The pupa is yellowish brown with bands of spines on the dorsal side of the abdomen.

Adult

The adult has ochre-yellow forewings, which are intricately patterned with dark brown and metallic grey and have white lines on the outer margin. The hind wing and abdomen are dark grayish brown.

Cherry bark tortrix adult moth (T. Murray)
Cherry bark tortrix adult moth (T. Murray)
Cherry bark tortrix larva (E. LaGasa)
Cherry bark tortrix larva (E. LaGasa)

Life history

OPM_CBTf1In Washington, the adult moth is active from April to September and has one generation a year. It flies mainly in the early morning but also during the day.

Mated females lay eggs on the bark of the tree, often near wounded or previously infested areas. Pruning scars and winter damaged areas are likely targets. Each female lays about 90 eggs, which hatch within 2 to 3 weeks. The larvae, which pass through five instars, feed beneath the bark, making irregular tunnels. Cherry bark tortrix overwinters as a larva, which pupates the following spring. After the adult has emerged, the cast pupal skin protrudes from the tunnels in the bark.

Damage

The feeding tunnels of larvae loosen and crack the bark. Gummosis, often mixed with silk and frass (small pellets of insect excrement) oozes from the cracks. The bark sustains most of the damage, although there can be some damage to the cambium layer. Heavy infestations cause swellings and cankers and can eventually kill limbs or entire trees. On apple, damage is usually confined to the undersides of the main scaffolds. On cherry, the base of the trunk is more often attacked. Larvae often attack pruning scars on branches or any area on the trunk or limbs that has been damaged, such as limb rubs caused by support wires.
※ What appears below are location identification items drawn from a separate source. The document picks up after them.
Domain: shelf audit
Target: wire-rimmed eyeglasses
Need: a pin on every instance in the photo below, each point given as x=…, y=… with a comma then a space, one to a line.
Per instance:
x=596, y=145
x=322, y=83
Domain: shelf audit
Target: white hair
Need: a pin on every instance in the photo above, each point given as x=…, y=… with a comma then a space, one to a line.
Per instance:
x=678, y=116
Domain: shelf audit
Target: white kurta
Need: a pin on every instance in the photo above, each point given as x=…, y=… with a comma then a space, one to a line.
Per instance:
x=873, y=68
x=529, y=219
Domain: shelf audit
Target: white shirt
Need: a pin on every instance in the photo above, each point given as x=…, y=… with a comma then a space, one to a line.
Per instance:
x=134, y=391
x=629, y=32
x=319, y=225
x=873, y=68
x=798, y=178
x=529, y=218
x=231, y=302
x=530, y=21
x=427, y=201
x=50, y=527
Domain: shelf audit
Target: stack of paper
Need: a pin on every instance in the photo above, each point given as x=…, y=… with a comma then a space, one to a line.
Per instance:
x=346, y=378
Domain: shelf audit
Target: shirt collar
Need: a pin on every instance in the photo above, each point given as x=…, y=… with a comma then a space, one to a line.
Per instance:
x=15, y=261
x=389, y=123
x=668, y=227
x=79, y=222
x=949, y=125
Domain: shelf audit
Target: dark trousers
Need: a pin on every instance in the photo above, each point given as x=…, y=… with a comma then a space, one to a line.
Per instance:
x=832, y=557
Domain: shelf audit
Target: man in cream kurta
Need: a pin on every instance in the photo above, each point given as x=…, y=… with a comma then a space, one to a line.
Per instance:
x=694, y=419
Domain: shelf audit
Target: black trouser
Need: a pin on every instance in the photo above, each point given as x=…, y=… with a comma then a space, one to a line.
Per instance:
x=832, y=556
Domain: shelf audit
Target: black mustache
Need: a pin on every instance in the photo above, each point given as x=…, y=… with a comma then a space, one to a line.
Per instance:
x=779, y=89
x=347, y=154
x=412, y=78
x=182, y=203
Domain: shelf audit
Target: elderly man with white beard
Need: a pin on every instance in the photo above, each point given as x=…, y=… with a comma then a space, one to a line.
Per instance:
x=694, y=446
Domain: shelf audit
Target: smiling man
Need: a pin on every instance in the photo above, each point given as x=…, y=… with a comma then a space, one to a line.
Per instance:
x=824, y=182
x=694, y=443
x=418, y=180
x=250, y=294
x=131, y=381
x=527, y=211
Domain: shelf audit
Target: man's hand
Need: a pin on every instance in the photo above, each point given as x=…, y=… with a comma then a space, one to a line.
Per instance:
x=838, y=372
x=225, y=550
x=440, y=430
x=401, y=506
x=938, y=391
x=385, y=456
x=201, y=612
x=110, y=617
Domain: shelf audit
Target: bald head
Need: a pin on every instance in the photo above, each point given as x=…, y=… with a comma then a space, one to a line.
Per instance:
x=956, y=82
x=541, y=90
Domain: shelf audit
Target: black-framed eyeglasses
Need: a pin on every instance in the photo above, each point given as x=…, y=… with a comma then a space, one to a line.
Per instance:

Cherry bark tortrix trunk damage to cherry (E. LaGasa)
Cherry bark tortrix trunk damage to cherry (E. LaGasa)

Monitoring

A simple, but time consuming method of monitoring is to examine injured bark for signs of gummosis and frass. Frass can easily be seen at tunnel openings in late winter and early spring. However, several native clear-wing moths in the Sesiidae family cause similar damage to the trunk and scaffold limbs. To identify the pest, the larvae must be collected and examined.

Cherry bark tortrix is attracted to a blend of tortricid pheromone components. Use of pheromones can simplify monitoring in regions not know to be infested, but they are not useful in managing established infestations due to the long flight period of adults.

Management

Control aimed at adults is not practical because of the prolonged flight period. Most of the available information on control of the pest is outdated. In England, spring treatments aimed at killing larvae as they came to the surface of the bark to pupate were not successful. Another approach in England in the 1960s was a dormant season treatment aimed at the overwintering larvae using materials such as tar oil, creosote or insecticides. However, the treatments were extremely labor intensive, as the materials were brushed onto the tree after the bark had been scraped, and the insecticides used are no longer available. Materials currently used for sesiid borers, such as the peachtree borer, may be effective.